With Iran in the news I’ve been remembering my own introduction to the country. Our group of Peace Corps Volunteers arrived in Iran in winter, after the semester had begun where we were supposed to teach. We were taken to the home of Prime Minister Hoveyda and stood there not knowing what to do or say. As it happened, I was standing next to the Prime Minister. Looking down, I realized we were standing on a magnificent Persian carpet.

We have a friend here who admired the carpet of another Iranian who instantly responded it was his. Sure enough, when our friend Bob got home, there was the carpet, rolled up and leaning against a corner. Bob was beside himself, not knowing what to do. But his friend showed up a few days later and admired the carpet. It’s yours, Bob quickly responded and the carpet was returned to its proper home. But I didn’t know that in the Prime Minister’s house and barely understood their system of etiquette.

I’ve since learned that it’s risky to make small talk with someone much higher on the social ladder – in any country. But I didn’t know that yet.

So I admired the Prime Minister’s carpet. Understanding American culture much better than I knew Iranian culture, Prime Minister Hoveyda dropped to the floor, motioning me to join him. He then turned over a corner of the carpet and gave me my first lesson in distinguishing the quality of Persian carpets, turning what could have been my intense embarrassment into a warm introduction to Iran.

Our next stop was Shiraz, near the ancient capital of Persepolis, in the desert over four hundred miles south as the crow flies or something like nine hours by car or bus. We went to what was then named Pahlavi University, designed to be an American style institution. All but one of us had graduate degrees so that we could teach there. The students were required to speak English and spoke it reasonably well.

But this country hadn’t told Iranian authorities who was in our group, or what we were qualified to teach. University officials had asked for natural scientists and one art historian, understanding that art historians were broadly trained and could be versatile. We had an art historian and people in the natural sciences. But we had an equal number of people in social science, economics, history, law and politics. The Peace Corps, and the late President Kennedy, wanted to get Americans over as soon as possible. So who was available determined who we sent. That was a problem, however, so Peace Corps and diplomatic personnel neglected to convey the information.

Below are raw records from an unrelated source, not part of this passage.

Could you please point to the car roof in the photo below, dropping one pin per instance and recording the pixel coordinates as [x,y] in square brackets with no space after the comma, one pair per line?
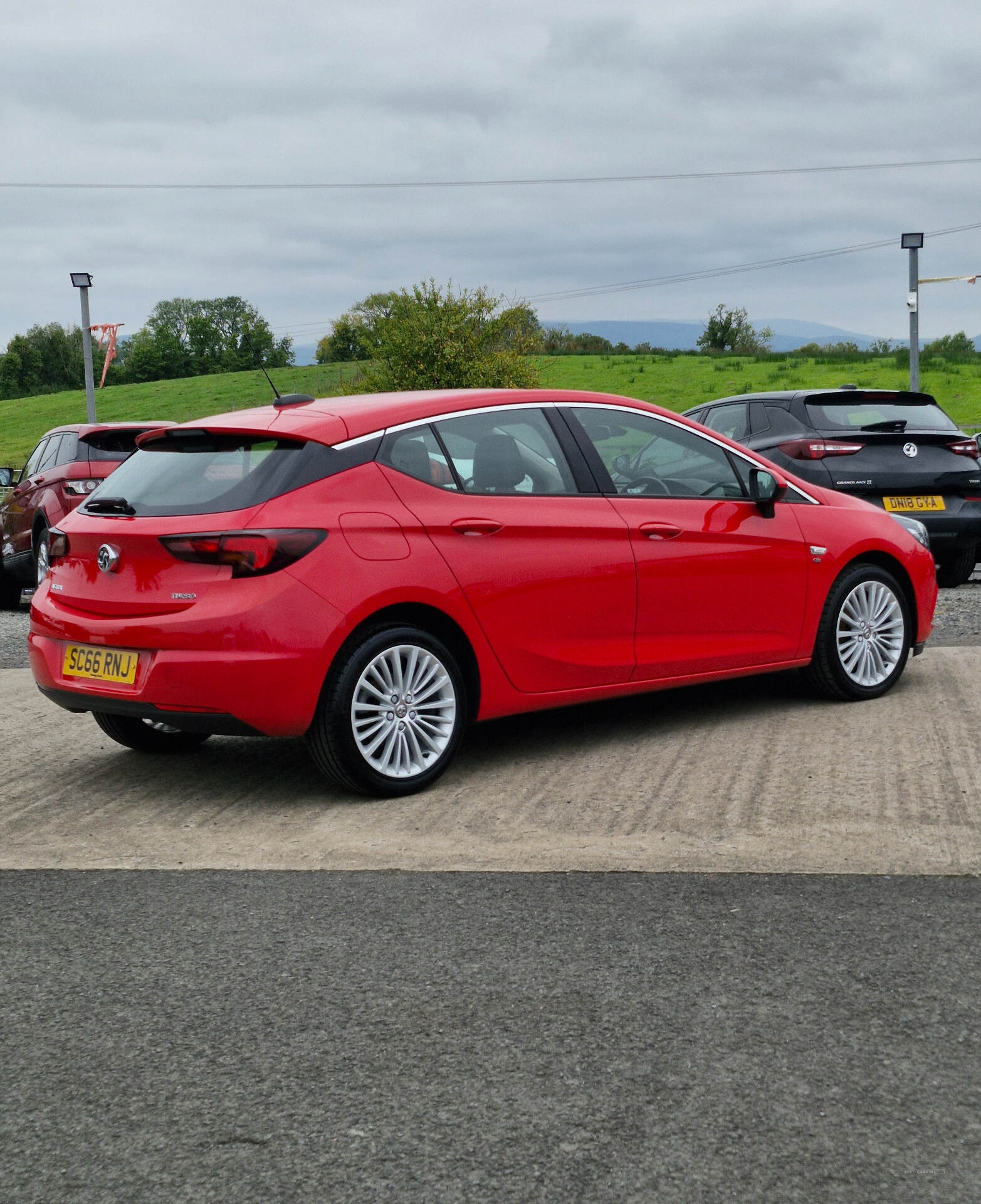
[829,391]
[340,420]
[81,429]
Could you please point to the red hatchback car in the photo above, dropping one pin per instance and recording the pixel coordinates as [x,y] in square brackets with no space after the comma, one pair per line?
[65,467]
[374,572]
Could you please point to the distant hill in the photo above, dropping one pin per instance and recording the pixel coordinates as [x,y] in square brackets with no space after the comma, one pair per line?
[787,332]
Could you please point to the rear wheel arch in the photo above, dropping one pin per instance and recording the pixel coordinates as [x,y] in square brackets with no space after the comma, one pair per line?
[433,620]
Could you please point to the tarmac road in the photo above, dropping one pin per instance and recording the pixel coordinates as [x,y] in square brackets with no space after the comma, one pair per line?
[377,1035]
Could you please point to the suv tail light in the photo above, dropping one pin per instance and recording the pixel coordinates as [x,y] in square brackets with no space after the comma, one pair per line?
[80,488]
[58,544]
[816,450]
[249,553]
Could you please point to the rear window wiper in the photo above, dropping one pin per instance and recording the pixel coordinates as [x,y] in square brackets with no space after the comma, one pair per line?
[108,506]
[890,424]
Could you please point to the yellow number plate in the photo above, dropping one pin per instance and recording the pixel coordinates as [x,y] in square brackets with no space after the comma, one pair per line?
[102,663]
[926,502]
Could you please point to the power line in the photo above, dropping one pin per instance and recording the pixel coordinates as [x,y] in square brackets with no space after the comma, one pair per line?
[713,272]
[88,186]
[310,328]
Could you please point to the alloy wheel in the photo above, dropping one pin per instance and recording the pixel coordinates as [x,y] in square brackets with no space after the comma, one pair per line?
[871,633]
[404,710]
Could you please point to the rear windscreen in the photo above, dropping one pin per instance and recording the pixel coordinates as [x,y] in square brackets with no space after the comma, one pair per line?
[209,475]
[881,413]
[110,445]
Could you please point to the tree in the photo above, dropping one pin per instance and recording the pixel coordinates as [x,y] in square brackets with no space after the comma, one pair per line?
[430,339]
[193,337]
[952,347]
[46,359]
[345,344]
[730,330]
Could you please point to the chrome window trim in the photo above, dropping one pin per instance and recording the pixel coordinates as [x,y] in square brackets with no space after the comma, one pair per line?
[572,404]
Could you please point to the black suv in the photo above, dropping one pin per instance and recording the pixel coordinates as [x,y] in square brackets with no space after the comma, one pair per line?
[898,451]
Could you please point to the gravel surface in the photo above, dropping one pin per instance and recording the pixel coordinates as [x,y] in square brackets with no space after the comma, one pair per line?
[498,1038]
[14,638]
[957,621]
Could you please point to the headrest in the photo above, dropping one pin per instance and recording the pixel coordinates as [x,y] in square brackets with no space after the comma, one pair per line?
[498,464]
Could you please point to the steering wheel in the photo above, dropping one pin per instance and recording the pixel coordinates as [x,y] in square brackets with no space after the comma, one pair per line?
[658,487]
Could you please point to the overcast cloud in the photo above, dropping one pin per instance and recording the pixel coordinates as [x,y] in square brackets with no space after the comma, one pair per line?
[344,92]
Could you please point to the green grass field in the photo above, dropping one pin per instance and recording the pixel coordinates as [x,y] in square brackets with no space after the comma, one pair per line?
[677,383]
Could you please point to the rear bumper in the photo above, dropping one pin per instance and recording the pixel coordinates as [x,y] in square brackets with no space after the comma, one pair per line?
[188,722]
[955,527]
[253,671]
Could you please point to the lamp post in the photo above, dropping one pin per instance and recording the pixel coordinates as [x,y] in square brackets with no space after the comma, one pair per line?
[913,242]
[82,281]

Therefore we were taken to the Provost’s office. He assembled the heads of each of the departments at the University. After he explained the situation, he asked department chairs which of us they could use. Since their semester had begun, we would be underemployed for a while, but our hosts were gracious in helping us get our feet on the ground. By the end of the semester we enjoyed many friendships among faculty and students. Our welcome was warm even if a bit chaotic.

— This commentary was broadcast on WAMC Northeast Report, November 7, 2017.